= Renewable Energy Certificates Registry =

The Renewable Energy Certificates Registry (REC-registry) is an internet-based registry system in Australia for renewable energy certificates (RECs). If an Australian organization installs a green energy installation (solar energy, wind energy, etc.), they can apply for RECs to offset consumption of fossil fuels.

The REC-registry was established by the Australian Renewable Energy (Electricity) Act 2000 (the act), and is maintained by the Clean Energy Regulator.

The REC-registry:
- facilitates the creation, registration, transfer and surrender of large-scale generation certificates (LGCs) and small-scale technology certificates (STCs)],
- tracks the ownership and status of all certificates,
- provides access to the STC clearing house, and
- maintains various public registers as required by the act.

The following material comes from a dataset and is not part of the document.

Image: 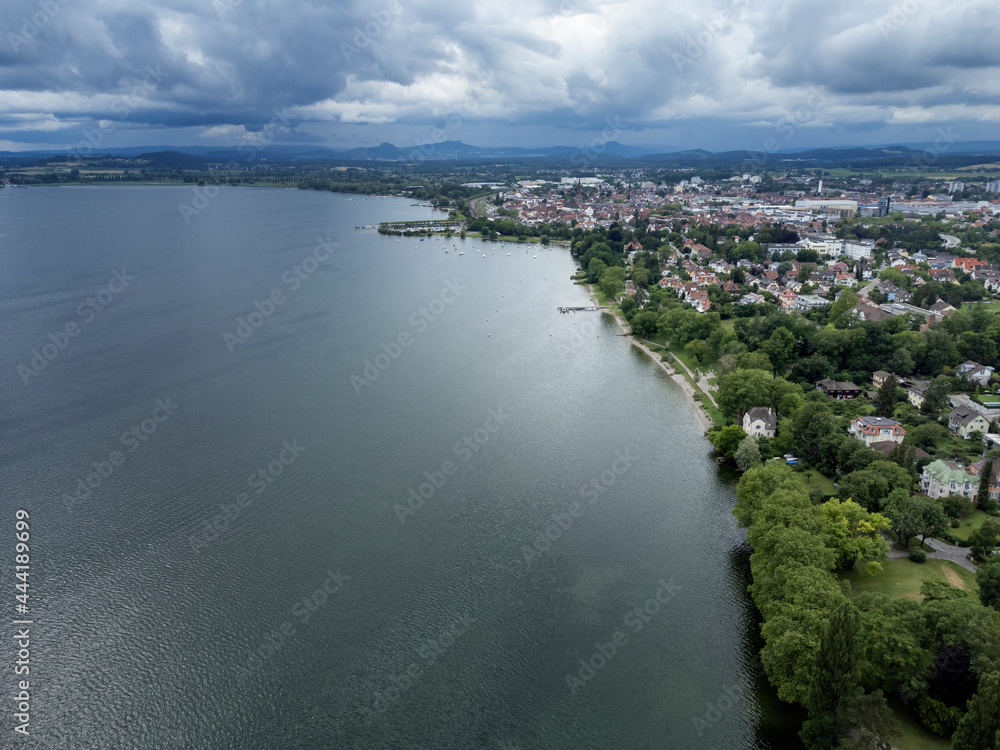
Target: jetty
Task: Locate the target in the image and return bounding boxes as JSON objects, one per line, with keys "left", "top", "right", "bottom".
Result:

Prior to 1 January 2011, the primary mechanism in the renewable energy target (RET) was the renewable energy certificate (REC). From 1 January 2011 RECs were split into small-scale technology certificates (STCs) and large-scale generation certificates (LGCs). RECs are still used as a general term covering both STCs and LGCs.

All certificates must be created in the REC-registry before they can be bought, sold, traded or surrendered. Participants must hold an account and be registered as a REC-registry user to create, view or transfer certificates.